La saison des pluies 2020-2021 sera humide avec un démarrage précoce par rapport à la norme et une fin prolongée. Des écoulements globalement supérieurs sont attendus dans les bassins du fleuve Niger.

Au regard de ces prévisions, il est recommandé d’éviter l’occupation des zones inondables et de suivre de près les seuils d’alerte dans les différents sites à haut risque d’inondation.

Situé entre deux eaux, l’île ‘’Toukorobadé‘’, occupée par des pêcheurs, est une terre paradisiaque pour les amoureux de la nature. On y accède uniquement à moto ou en pirogue. Le chef du village, Daouda Sineta, témoigne qu’ici, les habitations sont menacées en cas de montée de l’eau du fleuve. L’an passé, la pluie diluvienne a rasé plusieurs maisons. «Heureusement, les autorités ont volé à notre secours avec des vivres et des couvertures», se souvient le vieil homme, reconnaissant.

Le directeur national adjoint de l’urbanisme, Mahamadou Ouologuem, confirme que l’obstruction des passages de l’eau est à la base des inondations dans le District de Bamako. Tout le monde se souvient que les inondations suivies de l’écroulement des maisons ont causé la mort d’une trentaine de personnes à Bankoni en 2013. Le technicien rappelle que les textes de lotissement sont clairs et prévoient la construction à 10 m de la rivière et 25 m quand c’est le fleuve.

Le responsable de l’urbanisme soutient que toutes les maisons anarchiquement construites ont fait l’objet de recensement et cela concerne 1.003 concessions. «Depuis les inondations de 2013, nous avons dépêché des équipes sur l’ensemble des collecteurs, pour constater les constructions sur les servitudes. Les croix blanches ont été peintes sur ces maisons», confirme-t-il, ajoutant que le coût des opérations de démolition a été évalué à 5,5 milliards de Fcfa.

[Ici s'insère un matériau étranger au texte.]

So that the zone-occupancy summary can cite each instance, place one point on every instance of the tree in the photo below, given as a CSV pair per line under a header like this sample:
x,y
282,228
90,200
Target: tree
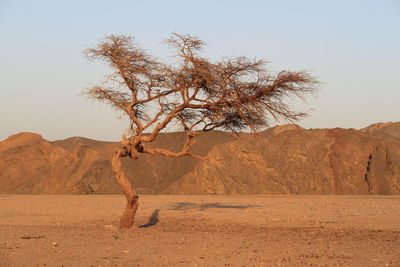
x,y
233,94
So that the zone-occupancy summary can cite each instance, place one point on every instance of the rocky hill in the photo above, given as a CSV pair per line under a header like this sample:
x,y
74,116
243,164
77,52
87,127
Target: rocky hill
x,y
282,160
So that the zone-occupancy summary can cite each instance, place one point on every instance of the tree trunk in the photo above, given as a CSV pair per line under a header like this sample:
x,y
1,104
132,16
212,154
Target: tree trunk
x,y
130,194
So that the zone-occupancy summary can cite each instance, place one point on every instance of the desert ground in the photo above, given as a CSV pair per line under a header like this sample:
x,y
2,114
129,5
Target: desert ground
x,y
173,230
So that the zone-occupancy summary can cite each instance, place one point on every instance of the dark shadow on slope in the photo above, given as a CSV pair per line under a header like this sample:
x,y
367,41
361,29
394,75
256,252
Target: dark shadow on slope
x,y
206,206
153,220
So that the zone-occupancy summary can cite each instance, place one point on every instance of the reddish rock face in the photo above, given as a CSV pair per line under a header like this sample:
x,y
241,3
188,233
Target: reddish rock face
x,y
282,160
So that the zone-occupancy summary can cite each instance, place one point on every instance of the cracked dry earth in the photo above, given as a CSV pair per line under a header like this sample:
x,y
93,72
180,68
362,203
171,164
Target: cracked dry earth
x,y
201,231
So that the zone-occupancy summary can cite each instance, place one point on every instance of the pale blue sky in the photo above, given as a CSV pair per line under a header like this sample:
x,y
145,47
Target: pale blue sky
x,y
353,47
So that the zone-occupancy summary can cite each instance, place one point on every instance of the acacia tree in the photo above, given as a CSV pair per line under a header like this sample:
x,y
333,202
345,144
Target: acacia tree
x,y
233,94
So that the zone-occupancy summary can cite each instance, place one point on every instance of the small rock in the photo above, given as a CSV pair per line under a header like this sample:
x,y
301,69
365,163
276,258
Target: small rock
x,y
110,227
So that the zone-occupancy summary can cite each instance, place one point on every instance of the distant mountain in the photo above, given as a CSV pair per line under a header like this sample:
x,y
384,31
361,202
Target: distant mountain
x,y
281,160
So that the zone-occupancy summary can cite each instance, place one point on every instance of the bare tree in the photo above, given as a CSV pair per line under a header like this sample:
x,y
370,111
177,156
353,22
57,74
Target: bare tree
x,y
233,94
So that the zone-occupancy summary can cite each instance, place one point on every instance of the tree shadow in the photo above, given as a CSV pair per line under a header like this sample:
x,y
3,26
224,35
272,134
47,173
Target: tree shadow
x,y
206,206
153,220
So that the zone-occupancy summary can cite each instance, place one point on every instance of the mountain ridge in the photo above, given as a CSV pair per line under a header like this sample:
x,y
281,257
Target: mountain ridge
x,y
285,159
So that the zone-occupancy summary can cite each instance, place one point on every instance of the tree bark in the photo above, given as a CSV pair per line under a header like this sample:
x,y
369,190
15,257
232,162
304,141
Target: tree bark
x,y
130,194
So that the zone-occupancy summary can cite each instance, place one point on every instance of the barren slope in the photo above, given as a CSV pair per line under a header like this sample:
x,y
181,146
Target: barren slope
x,y
282,160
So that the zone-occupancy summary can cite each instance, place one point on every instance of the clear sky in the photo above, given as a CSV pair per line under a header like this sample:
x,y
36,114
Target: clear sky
x,y
353,47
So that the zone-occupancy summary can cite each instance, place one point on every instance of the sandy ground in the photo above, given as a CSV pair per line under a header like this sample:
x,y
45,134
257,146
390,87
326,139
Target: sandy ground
x,y
201,231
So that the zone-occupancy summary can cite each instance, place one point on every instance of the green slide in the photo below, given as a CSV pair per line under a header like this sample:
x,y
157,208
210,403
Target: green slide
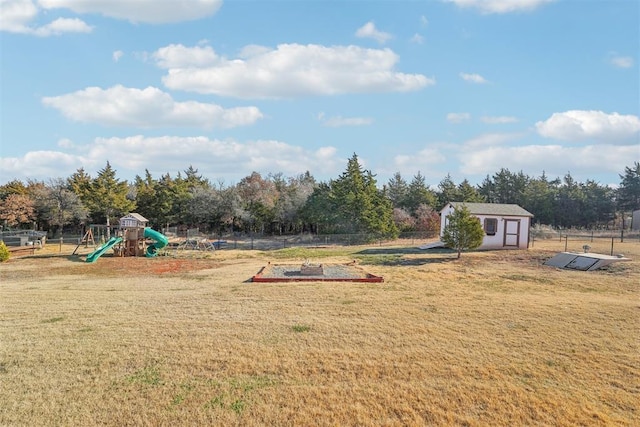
x,y
160,241
93,256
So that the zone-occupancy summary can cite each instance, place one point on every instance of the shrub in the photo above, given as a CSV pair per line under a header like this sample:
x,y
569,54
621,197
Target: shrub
x,y
4,252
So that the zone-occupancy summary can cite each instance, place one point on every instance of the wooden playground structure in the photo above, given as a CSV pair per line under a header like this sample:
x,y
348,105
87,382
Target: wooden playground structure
x,y
130,239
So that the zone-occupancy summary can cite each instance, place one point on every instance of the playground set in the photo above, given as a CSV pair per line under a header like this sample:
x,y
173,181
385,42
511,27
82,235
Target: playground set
x,y
130,239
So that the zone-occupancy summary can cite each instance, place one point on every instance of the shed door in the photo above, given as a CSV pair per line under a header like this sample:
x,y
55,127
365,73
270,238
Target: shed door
x,y
511,232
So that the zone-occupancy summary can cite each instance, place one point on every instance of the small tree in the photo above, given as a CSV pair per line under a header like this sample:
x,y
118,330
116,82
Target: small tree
x,y
4,252
463,230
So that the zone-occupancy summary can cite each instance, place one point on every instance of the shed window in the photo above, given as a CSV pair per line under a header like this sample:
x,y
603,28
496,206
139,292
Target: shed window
x,y
490,226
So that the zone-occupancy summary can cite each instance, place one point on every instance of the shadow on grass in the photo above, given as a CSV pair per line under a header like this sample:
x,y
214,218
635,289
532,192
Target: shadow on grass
x,y
396,256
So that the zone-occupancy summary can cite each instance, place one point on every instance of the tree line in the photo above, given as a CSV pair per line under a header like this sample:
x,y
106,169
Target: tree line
x,y
274,204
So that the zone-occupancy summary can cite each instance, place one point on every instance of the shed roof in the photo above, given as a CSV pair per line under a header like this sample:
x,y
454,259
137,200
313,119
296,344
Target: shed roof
x,y
493,209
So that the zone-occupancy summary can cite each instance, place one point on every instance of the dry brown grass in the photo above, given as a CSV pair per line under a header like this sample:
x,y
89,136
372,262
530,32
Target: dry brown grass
x,y
494,338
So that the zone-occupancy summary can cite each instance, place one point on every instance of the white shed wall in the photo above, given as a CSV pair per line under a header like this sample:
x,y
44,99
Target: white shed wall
x,y
497,241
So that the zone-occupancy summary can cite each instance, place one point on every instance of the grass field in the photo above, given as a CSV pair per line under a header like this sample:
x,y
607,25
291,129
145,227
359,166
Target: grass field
x,y
495,338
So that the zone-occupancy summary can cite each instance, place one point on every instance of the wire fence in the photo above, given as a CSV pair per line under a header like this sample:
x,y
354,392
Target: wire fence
x,y
600,241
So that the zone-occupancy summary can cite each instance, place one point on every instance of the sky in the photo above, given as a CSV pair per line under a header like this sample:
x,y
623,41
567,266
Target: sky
x,y
438,87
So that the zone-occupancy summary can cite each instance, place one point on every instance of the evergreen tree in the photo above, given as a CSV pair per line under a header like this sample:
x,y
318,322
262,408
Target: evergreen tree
x,y
447,192
397,190
418,194
107,198
469,193
58,205
463,231
628,194
362,208
540,199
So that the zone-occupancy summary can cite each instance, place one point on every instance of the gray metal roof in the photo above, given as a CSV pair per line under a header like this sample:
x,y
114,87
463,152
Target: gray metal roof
x,y
493,209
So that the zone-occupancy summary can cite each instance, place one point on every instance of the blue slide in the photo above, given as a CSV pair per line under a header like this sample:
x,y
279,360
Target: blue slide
x,y
160,241
93,256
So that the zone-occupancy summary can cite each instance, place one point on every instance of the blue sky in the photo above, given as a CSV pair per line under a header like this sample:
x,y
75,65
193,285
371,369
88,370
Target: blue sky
x,y
459,87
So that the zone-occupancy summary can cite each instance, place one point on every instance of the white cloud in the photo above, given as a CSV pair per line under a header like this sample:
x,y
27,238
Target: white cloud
x,y
148,11
500,6
458,117
61,26
555,160
491,139
180,56
473,78
498,119
146,108
215,159
418,161
417,39
620,61
290,70
339,121
579,125
16,16
41,165
370,31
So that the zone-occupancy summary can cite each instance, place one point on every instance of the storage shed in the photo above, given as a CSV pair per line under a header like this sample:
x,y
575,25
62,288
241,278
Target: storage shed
x,y
506,226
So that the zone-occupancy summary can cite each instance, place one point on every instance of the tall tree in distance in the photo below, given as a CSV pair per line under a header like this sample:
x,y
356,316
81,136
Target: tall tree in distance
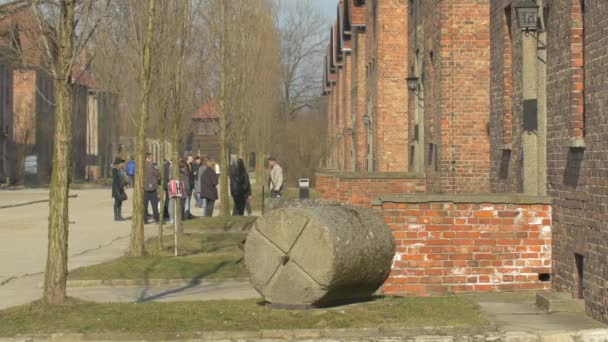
x,y
60,46
303,31
137,229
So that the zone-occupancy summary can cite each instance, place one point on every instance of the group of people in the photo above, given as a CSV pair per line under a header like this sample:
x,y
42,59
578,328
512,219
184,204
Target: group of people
x,y
200,179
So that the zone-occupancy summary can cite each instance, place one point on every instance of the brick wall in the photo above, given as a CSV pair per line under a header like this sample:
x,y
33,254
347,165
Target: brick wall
x,y
340,117
362,189
465,73
387,62
578,177
347,109
449,50
449,244
360,94
506,98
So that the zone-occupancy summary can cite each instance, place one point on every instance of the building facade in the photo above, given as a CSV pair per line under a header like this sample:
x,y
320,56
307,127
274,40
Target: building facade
x,y
26,139
549,100
481,144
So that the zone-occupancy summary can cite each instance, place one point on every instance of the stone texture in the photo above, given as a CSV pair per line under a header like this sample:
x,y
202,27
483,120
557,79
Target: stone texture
x,y
314,254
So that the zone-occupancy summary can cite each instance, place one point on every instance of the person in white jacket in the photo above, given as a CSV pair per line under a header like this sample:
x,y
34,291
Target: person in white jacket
x,y
275,181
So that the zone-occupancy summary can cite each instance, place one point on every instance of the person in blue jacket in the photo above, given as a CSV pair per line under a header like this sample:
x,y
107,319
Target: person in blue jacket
x,y
130,171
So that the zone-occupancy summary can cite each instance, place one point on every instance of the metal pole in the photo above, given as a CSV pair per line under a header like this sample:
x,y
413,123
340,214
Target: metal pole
x,y
175,223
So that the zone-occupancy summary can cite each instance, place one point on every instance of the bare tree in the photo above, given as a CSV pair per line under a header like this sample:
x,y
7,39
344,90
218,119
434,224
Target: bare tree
x,y
303,34
137,229
74,23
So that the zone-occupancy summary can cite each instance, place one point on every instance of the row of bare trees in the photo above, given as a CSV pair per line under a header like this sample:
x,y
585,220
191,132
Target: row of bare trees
x,y
257,59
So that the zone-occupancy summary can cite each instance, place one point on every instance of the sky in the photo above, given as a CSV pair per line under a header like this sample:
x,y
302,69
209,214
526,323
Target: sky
x,y
327,7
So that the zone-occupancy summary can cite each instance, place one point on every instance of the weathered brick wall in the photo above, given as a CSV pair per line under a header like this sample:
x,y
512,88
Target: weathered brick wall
x,y
425,30
359,96
362,189
454,69
461,244
465,73
578,178
506,99
347,109
387,90
340,116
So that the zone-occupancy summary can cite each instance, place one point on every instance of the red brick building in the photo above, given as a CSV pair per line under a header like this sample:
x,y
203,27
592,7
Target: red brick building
x,y
420,127
28,97
205,140
558,145
502,182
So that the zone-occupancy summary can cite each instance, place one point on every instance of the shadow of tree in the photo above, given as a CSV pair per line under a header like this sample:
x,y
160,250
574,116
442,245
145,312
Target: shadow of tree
x,y
193,283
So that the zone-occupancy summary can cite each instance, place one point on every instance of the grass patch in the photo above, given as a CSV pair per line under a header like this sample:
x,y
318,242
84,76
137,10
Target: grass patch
x,y
220,223
202,256
241,315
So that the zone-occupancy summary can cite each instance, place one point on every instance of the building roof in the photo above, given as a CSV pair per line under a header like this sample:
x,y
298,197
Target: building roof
x,y
207,111
357,13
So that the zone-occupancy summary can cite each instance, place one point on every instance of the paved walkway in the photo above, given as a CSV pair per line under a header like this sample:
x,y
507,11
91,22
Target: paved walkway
x,y
198,292
516,311
94,238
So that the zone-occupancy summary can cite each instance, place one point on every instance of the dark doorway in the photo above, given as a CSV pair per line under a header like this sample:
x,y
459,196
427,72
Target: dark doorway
x,y
579,261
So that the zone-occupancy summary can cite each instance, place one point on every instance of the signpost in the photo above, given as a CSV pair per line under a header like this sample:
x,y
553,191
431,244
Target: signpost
x,y
176,192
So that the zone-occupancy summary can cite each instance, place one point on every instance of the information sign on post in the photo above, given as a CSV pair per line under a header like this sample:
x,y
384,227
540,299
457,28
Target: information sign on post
x,y
176,191
304,184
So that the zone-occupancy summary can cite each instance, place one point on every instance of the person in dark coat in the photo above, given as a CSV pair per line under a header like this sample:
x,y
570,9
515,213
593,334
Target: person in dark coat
x,y
118,188
151,183
185,176
167,177
209,181
240,188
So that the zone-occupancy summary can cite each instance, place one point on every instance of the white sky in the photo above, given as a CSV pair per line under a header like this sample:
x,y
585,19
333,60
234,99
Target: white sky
x,y
328,7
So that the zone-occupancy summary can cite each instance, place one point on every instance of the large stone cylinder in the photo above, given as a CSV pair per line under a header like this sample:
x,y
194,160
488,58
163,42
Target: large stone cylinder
x,y
318,254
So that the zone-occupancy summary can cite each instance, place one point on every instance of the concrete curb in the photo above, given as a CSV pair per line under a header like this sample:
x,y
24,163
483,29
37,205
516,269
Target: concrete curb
x,y
150,282
23,204
263,335
426,334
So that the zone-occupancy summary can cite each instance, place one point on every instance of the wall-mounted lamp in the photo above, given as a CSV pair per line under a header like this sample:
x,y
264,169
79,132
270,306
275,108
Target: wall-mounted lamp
x,y
412,83
366,120
527,12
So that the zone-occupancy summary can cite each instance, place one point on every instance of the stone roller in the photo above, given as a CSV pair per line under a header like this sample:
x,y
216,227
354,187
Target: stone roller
x,y
318,255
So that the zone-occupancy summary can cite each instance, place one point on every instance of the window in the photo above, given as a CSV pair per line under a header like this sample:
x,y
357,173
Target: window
x,y
507,79
577,49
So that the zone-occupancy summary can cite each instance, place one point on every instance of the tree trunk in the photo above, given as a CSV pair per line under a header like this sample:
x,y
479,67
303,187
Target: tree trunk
x,y
57,255
163,156
137,228
224,196
177,204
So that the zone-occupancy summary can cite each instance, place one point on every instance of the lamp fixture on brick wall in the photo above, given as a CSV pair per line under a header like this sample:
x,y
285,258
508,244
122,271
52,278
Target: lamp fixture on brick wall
x,y
527,15
366,120
412,83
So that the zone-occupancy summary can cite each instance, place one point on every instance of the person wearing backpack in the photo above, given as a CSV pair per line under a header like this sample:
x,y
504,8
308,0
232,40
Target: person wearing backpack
x,y
209,182
118,188
151,182
240,187
130,171
275,179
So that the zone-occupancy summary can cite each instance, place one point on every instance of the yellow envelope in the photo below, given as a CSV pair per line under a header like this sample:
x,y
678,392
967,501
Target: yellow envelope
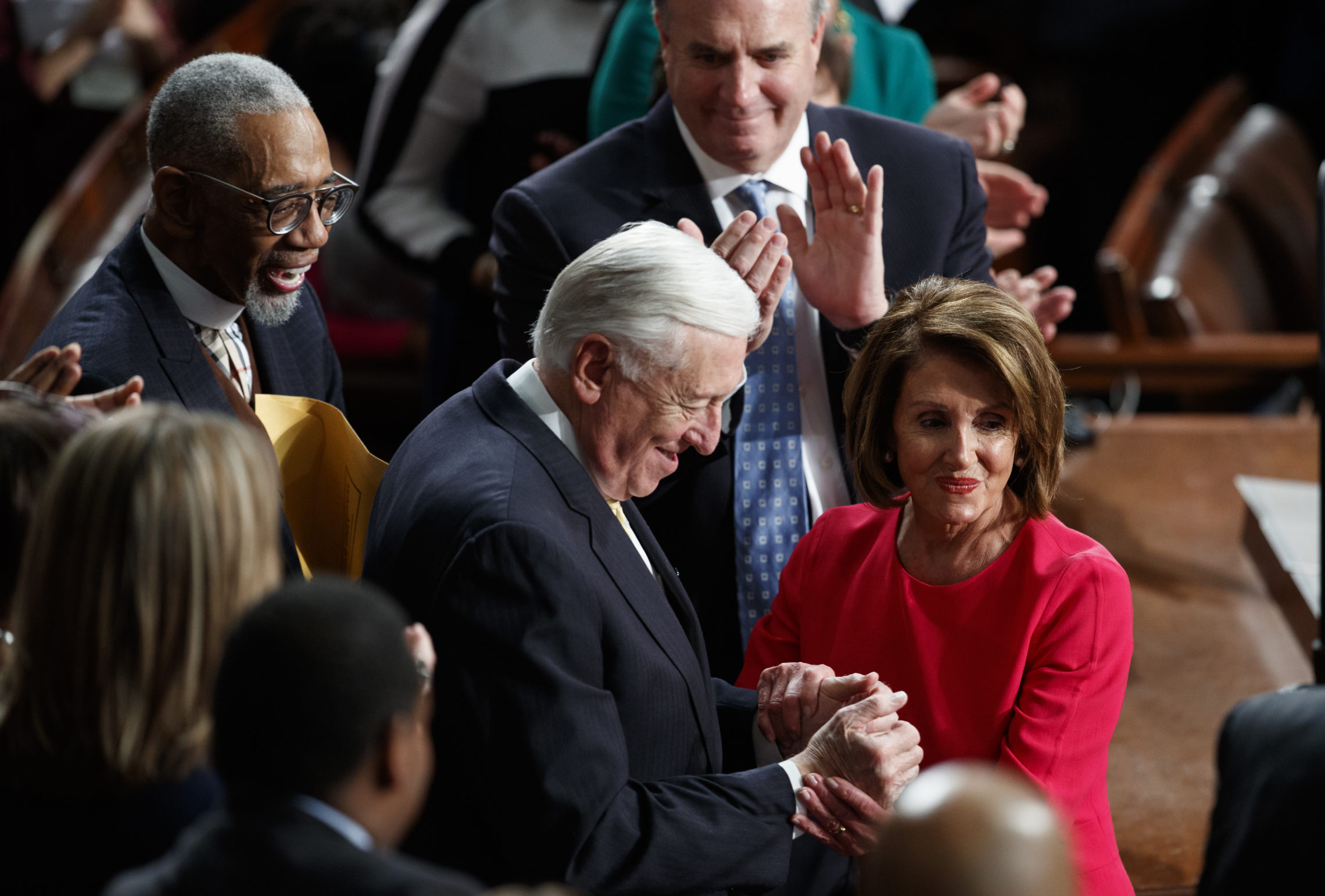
x,y
330,482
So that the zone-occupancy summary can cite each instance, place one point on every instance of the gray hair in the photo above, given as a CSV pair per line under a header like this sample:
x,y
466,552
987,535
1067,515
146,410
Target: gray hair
x,y
639,288
192,120
817,8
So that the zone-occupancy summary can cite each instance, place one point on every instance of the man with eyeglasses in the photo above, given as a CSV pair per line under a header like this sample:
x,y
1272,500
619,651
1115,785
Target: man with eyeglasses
x,y
206,299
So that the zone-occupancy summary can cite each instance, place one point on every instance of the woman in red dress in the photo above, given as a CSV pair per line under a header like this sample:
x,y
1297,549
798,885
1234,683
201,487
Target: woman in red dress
x,y
1010,633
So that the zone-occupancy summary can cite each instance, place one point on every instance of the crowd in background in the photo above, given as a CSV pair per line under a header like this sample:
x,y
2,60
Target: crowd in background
x,y
187,724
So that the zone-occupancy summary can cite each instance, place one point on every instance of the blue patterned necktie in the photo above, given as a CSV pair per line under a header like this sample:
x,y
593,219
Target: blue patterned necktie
x,y
770,503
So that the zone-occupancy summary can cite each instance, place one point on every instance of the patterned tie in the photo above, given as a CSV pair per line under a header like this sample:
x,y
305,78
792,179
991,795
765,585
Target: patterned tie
x,y
231,356
770,487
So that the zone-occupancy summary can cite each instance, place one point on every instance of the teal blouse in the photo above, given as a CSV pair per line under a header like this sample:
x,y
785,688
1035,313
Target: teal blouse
x,y
891,71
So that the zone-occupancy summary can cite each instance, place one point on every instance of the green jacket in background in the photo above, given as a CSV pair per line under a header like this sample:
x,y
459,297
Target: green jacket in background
x,y
891,72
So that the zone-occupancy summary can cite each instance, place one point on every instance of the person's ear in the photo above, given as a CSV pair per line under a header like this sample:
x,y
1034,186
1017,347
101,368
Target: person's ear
x,y
178,203
592,367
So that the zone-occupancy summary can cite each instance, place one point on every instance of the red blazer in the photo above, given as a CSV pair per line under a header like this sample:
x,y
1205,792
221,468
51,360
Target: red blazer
x,y
1025,663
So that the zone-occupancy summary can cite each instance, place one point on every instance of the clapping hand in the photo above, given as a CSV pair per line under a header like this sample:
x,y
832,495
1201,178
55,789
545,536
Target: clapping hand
x,y
797,699
1048,307
755,251
841,272
56,371
983,113
839,815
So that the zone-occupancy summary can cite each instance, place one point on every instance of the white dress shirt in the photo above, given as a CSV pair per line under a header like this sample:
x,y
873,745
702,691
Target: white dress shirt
x,y
531,389
826,482
196,301
337,821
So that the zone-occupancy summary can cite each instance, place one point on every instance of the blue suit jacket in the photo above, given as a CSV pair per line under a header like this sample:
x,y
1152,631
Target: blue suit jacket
x,y
128,324
579,733
933,224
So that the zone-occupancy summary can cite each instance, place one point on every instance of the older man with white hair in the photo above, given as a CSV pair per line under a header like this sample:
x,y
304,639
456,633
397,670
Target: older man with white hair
x,y
579,734
206,296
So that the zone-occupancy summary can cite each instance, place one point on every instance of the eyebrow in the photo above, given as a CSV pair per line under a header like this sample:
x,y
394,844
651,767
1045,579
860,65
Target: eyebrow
x,y
284,189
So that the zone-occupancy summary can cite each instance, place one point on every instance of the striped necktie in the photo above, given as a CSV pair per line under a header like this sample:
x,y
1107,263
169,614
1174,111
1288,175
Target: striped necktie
x,y
770,504
231,356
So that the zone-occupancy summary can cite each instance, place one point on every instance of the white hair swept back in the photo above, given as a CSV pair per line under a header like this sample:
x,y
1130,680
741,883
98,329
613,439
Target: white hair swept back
x,y
639,288
192,120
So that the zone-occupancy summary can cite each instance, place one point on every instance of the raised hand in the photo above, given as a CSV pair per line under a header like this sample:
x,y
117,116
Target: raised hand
x,y
1014,199
841,272
982,113
867,744
839,815
755,251
1048,307
52,371
797,699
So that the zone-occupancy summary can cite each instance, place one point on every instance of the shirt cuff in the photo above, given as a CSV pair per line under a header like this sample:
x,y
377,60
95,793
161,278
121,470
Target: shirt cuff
x,y
794,773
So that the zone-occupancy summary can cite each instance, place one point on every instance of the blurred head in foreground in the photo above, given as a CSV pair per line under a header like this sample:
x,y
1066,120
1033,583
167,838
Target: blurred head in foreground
x,y
968,829
155,531
318,696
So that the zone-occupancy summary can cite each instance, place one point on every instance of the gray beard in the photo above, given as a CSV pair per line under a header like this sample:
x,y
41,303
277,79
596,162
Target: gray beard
x,y
271,309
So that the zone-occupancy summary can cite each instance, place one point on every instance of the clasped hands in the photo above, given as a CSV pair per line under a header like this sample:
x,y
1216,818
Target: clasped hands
x,y
854,752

Les discussions sont en cours afin de procéder à la libération des servitudes. Ces espaces une fois libérés, seront aménagés. L’aménagement du pont Diafarana en Commune III, en 2004 a permis d’éviter les inondations et l’occupation anarchique. Rénover ces espaces est la solution aux inondations répétées. Ils serviront de promenades, d’aires de jeux, d’activités de loisirs, et donneront une plus-value aux collecteurs.